Advance coverage is often stronger than stump speech accounts, but the next day’s article from the Dispatch team managed to go beyond the typical he-said, she-said campaign trail reporting (although it has some of that). After leading with Romney’s sharp attack on Obama’s negative campaigning, the story pivoted back to coal, spotlighting some of the problems Murray Energy has had and the differences between the two parties’ agendas:
The Century Mine is owned by a subsidiary of Murray Energy Corp., a company with past environmental violations that Democrats and environmentalists use as evidence to support stiffer regulations.
For example, Ohio Valley Coal and parent company Murray Energy were fined more than $1 million and required to spend $6 million to build a new slurry pipeline in Belmont County as part of a plea agreement for water-pollution violations in 2008 and 2010.

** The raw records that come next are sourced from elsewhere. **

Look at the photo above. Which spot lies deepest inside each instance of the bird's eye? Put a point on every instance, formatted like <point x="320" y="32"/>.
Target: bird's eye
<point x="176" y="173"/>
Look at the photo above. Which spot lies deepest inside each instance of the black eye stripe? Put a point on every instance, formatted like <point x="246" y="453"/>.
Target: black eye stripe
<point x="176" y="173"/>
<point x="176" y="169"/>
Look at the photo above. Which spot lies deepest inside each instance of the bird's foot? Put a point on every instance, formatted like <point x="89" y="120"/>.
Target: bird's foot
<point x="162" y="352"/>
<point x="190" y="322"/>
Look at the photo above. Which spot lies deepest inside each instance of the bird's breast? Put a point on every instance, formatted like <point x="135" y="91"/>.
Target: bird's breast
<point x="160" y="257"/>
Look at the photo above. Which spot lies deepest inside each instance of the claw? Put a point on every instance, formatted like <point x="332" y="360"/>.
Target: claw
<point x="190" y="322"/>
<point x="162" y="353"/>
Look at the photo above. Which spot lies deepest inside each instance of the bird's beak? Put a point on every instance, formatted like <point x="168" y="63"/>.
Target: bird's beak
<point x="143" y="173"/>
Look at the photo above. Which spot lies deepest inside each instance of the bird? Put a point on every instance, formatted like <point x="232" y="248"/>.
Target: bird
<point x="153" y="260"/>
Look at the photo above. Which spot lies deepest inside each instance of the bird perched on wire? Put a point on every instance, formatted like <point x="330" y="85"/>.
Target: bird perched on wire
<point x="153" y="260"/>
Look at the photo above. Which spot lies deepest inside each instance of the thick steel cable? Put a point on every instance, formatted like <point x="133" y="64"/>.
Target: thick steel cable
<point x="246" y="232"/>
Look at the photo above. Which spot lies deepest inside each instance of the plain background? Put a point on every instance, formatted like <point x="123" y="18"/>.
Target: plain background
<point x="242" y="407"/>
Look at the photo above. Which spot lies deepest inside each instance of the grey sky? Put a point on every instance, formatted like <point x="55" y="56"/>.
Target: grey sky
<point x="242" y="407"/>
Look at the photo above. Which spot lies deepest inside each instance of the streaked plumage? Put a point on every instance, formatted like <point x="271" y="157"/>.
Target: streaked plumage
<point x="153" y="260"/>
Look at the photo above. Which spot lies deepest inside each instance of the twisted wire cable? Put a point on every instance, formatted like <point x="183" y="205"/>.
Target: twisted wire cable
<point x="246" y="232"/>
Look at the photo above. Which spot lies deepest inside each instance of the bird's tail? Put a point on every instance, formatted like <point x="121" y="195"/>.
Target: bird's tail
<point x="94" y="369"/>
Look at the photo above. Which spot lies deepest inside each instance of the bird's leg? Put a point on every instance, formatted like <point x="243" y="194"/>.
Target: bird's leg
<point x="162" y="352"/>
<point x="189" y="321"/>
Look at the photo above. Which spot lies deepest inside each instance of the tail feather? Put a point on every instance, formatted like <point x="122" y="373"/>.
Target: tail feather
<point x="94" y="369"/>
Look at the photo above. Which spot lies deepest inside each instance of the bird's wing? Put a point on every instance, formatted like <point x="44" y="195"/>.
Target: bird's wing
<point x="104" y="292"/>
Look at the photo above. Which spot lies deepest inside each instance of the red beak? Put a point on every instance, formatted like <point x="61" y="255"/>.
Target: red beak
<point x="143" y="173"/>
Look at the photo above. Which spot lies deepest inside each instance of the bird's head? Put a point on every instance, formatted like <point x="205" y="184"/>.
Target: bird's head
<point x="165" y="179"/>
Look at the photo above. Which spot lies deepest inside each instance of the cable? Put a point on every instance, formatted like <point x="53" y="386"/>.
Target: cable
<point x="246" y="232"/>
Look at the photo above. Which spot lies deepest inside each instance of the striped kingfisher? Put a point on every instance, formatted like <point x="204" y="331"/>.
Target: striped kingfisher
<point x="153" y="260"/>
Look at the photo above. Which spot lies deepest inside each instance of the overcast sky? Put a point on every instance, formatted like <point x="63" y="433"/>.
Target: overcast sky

The president supports limits on carbon-dioxide emissions from coal-fired power plants to help curb climate change, and the EPA under Obama also has enacted rules to limit toxic air pollution and mercury from coal-fired power plants—all policies Republicans and coal-industry leaders say are harmful.
The article also noted how the Obama team hit Romney over his past criticism of coal, and it would have been sharper had it pointed out the contradictions between that attack and some of the information above. Still, it amounted to two days of solid storytelling by the Dispatch.
At The Plain Dealer, coverage came in the form of a detailed advance story written by D.C. bureau chief Stephen Koff, along with reporter John Funk. They focused on how the issue of coal is being deposited within the core of politics, beginning with this lead:
The cost of regulation can be measured in a mound of coal. On Tuesday, Mitt Romney hopes to display the political cost, too.
After laying out the complaints of Romney and his industry backers, the article notes up high that one of their claims—that Obama’s policies will lead to skyrocketing energy rates—has been disputed by factcheckers (links would have been useful). And it provides some background about the checkered past of Robert Murray, CEO of Murray Energy
And Murray is known for tangling with institutions he distrusts. He became famous after a collapse at the Crandall mine in Utah, which his company co-owed, killed six miners in 2007. Murray was on the scene constantly and disputed claims about safety violations, although his company was ultimately fined.
From there, the PD rightly explores the industry’s fear of job loss. Like the Dispatch, the PD notes that the number of coal-related jobs in Ohio, though small, has actually increased since Obama took office. What this piece adds is a fuller exploration of another reason for the potential demise of coal—the availability of cheap, plentiful natural gas, “fracked” out of the shale in eastern Ohio and elsewhere. And it connects that debate to a summary of recent regulations that affect coal production and use. (One complaint: The discussion of job effects here doesn’t have any input from the coal workers’ union.)
There are still opportunities for Ohio’s leading papers—or some smaller outlets, whose coverage of Romney’s stump speech you can see here—to prod the campaigns to tackle some of the big questions Ken Ward Jr. raised. But this week’s coverage represented some solid reporting for an issue, and area, that usually gets limited coverage.